Sociological Images' Gwen Sharp just wrote an interesting post about Paul Frank's event for Fashion’s Night Out, which "reflects the widespread appropriation of Native American cultures in fashion over the last few years." She described the event as including a dress-up game with stereotyped Native American garb, and photo opportunities. It's important reading for marketers, as is the original post at the Native Appropriations blog by Cherokee writer Adrienne K.
She wrote (directly to Paul Frank), "The bottom line is this: your event stereotypes and demeans Native cultures, collapsing hundreds of distinct tribal and cultural groups into one 'tribal' mish-mash, thereby erasing our individual identities and contemporary existence."
Here's one of her screencaps:
Coincidentally, just yesterday I captured this campaign for an art exhibition at Ottawa's Gallery 101 by Joi T Arcand of the Muskeg Lake Cree Nation, Saskatchewan, called oskinikiskwēwak ("young women").
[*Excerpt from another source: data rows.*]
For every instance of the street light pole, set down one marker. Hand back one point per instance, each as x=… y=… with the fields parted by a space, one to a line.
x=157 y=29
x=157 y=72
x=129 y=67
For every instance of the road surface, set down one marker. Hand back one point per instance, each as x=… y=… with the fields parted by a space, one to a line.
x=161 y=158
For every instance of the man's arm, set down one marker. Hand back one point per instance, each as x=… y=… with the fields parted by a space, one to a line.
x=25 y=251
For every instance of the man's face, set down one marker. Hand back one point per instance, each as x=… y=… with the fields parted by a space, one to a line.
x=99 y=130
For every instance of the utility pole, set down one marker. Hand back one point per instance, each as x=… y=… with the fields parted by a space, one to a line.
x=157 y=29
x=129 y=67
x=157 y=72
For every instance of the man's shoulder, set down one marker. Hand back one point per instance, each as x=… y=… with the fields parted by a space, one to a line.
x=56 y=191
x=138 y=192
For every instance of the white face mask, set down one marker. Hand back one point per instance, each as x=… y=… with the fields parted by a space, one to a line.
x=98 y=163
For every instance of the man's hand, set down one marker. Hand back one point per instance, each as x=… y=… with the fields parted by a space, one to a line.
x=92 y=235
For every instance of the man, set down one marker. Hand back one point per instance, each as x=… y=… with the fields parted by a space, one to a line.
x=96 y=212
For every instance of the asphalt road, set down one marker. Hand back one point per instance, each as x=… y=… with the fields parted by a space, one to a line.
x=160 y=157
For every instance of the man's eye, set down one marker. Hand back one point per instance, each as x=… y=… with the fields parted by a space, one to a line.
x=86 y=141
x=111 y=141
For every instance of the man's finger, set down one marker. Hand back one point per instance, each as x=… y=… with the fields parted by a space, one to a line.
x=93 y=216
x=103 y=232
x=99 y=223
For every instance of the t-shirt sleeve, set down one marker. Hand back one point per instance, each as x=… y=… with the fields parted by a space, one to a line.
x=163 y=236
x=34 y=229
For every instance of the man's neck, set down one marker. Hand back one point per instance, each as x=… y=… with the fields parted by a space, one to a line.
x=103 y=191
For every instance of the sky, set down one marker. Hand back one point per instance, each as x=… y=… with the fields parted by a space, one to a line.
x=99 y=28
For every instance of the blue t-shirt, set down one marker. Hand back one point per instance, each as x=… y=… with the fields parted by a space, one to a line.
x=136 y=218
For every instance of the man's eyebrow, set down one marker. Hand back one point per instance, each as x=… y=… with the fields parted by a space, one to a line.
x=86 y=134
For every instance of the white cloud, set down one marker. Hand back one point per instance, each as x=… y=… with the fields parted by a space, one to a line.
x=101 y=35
It looks at the problem of pop culture appropriation of native culture from the other side:
|"Look! More Neechies!"|
"Nah, it's just hipsters in headdresses."
It's part of a series of works that mock stereotypes with wit and style.
This isn't the 1950s, my friends. (Especially those of you at Red Light PR.) Native Americans and Canada's First Nations people see what you did there. And they will call you on it.